In Rubin v. Home Depot Canada Inc., the Ontario Superior Court determined that a Release signed by an employee during a termination meeting was unconscionable and ordered the employer to provide additional notice to the employee.
On July 28, 2011, after almost 20 years of service, 63 year old Eric Rubin (“Mr. Rubin”) was terminated by Home Depot Canada Inc. (“Home Depot”) without cause due to a restructuring. During the termination meeting, Mr. Rubin, who held the position of Competitive Shopper, was presented with a termination letter offering him 28 weeks notice along with the continuation of the bulk of his health benefits over that period of time provided he signed off on a Release within 1 week. The termination letter informed Mr. Rubin that the 28 weeks offered exceeded his statutory notice entitlements pursuant to the Employment Standards Act, 2000 (the “ESA”), but did not provide a calculation of his entitlement, which represented approximately 27 ¾ weeks of the 28 weeks offered, and did not reference Mr. Rubin’s common law entitlements. At no time during the termination meeting did Home Depot suggest that Mr. Rubin have the termination letter and Release reviewed by a lawyer. After reviewing the termination documents and asking Home Depot a few questions about having a portion of the notice paid to his RRSPs, Mr. Rubin signed off on the Release. Shortly after the meeting, Mr. Rubin realized he had made a mistake by signing the Release and contacted his accountant and lawyer who referred Mr. Rubin to an Employment Law lawyer. Thereafter, counsel for Mr. Rubin sent a Demand Letter to Home Depot arguing that the Release was unenforceable and seeking additional common law notice. When Home Depot refused to provide additional notice on the basis that the Release was binding on Mr. Rubin, legal proceedings were commenced.
Mr. Rubin brought a Motion for Summary Judgment where Justice Lederer considered whether the Release should be enforced or whether it was unconscionable and therefore unenforceable. Justice Lederer applied the test to determine whether the Release was unconscionable and determined that all 4 elements were present to demonstrate that the Release was unconscionable: (1) a grossly unfair and improvident transaction; (2) the victim’s lack of independent legal advice or other suitable advice; (3) the overwhelming imbalance in bargaining power caused by the victim’s ignorance of business, illiteracy, ignorance of the language of the bargain, blindness, deafness, illness, senility, or other disability; and (4) the other party knowingly taking advantage of this vulnerability. The Court drew this conclusion on the basis of a number of circumstances, including the following: Home Depot’s failure to inform Mr. Rubin that his ESA entitlements would be provided regardless of whether he signed the Release; the termination letter creating the impression that unless Mr. Rubin signed the Release he would not receive any notice, including his ESA entitlements; the fact that the offer represented only 6 months notice for a 20 year employee who at 63 years of age, was at the end of his working life; that Mr. Rubin did not have any legal or other advice prior to signing the Release; that the offer was presented as having only 2 options, being to accept the offer as is or to direct a portion of the settlement monies to an RRSP; the imbalance in bargaining power between Mr. Rubin and Home Depot; Home Depot’s awareness of the imbalance in bargaining power; and Mr. Rubin’s lack of business sophistication. Justice Lederer held that the Release was not enforceable against Mr. Rubin and awarded him 12 months notice, inclusive of his ESA entitlements.

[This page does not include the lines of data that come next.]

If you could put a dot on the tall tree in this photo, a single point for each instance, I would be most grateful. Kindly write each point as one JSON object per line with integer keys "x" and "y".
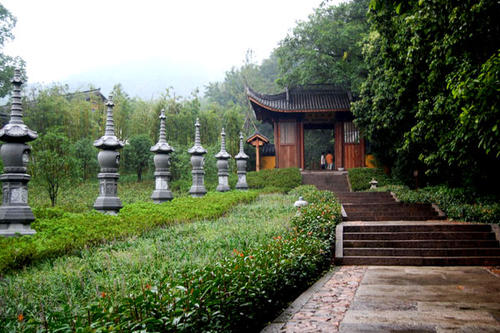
{"x": 54, "y": 163}
{"x": 430, "y": 101}
{"x": 136, "y": 154}
{"x": 7, "y": 63}
{"x": 326, "y": 48}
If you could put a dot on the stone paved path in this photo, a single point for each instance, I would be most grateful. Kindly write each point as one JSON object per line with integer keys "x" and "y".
{"x": 397, "y": 299}
{"x": 322, "y": 307}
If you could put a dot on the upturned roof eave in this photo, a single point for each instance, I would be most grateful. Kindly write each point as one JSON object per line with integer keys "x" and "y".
{"x": 270, "y": 108}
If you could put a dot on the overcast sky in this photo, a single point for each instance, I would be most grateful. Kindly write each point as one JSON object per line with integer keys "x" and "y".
{"x": 64, "y": 38}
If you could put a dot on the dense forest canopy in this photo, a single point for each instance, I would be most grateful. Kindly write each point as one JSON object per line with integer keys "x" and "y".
{"x": 425, "y": 76}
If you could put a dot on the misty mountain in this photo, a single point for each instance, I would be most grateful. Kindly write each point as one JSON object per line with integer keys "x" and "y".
{"x": 146, "y": 79}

Impact of Decision on Employers
Although there is nothing improper with an employer requiring that an employee sign a Release as part of the termination process, great care should be taken by the employer to ensure that the Release is provided and signed in a manner that will ensure that the release is legally binding and enforceable. When presenting termination letters and Releases to employees, employers should ensure that they do not directly or indirectly pressure an employee to sign the Release. Employers should provide employees with an opportunity to obtain independent legal advice and should suggest that the employee take some time to review the documentation before signing. Employers should also ensure that the employee is made aware that they will still be provided with their statutory notice entitlements even if the Release is not signed. Accordingly, not only is the language in the termination letter and Release critical, but so is the manner in which these documents are presented and signed. It is always strongly recommended that employers consult with Employment Law lawyers when they are considering terminating an employee and to obtain legal advice with respect to the termination process, including how to conduct a termination meeting.
Impact of Decision on Employees
For most employees, being informed of the termination of their employment is very stressful and even a traumatic experience. Many employees are not familiar with their statutory and common law notice entitlements and cannot determine whether the termination package offered by the employer is fair. Employees should not feel pressured to sign off on termination letters and Releases without first having them reviewed by an Employment Law lawyer. Although the circumstances in which a Release was signed may render the release unenforceable, employees should not count on this result and should ensure that they consult with an experienced Employment Law lawyer and conduct any negotiations with the employer before signing a Release.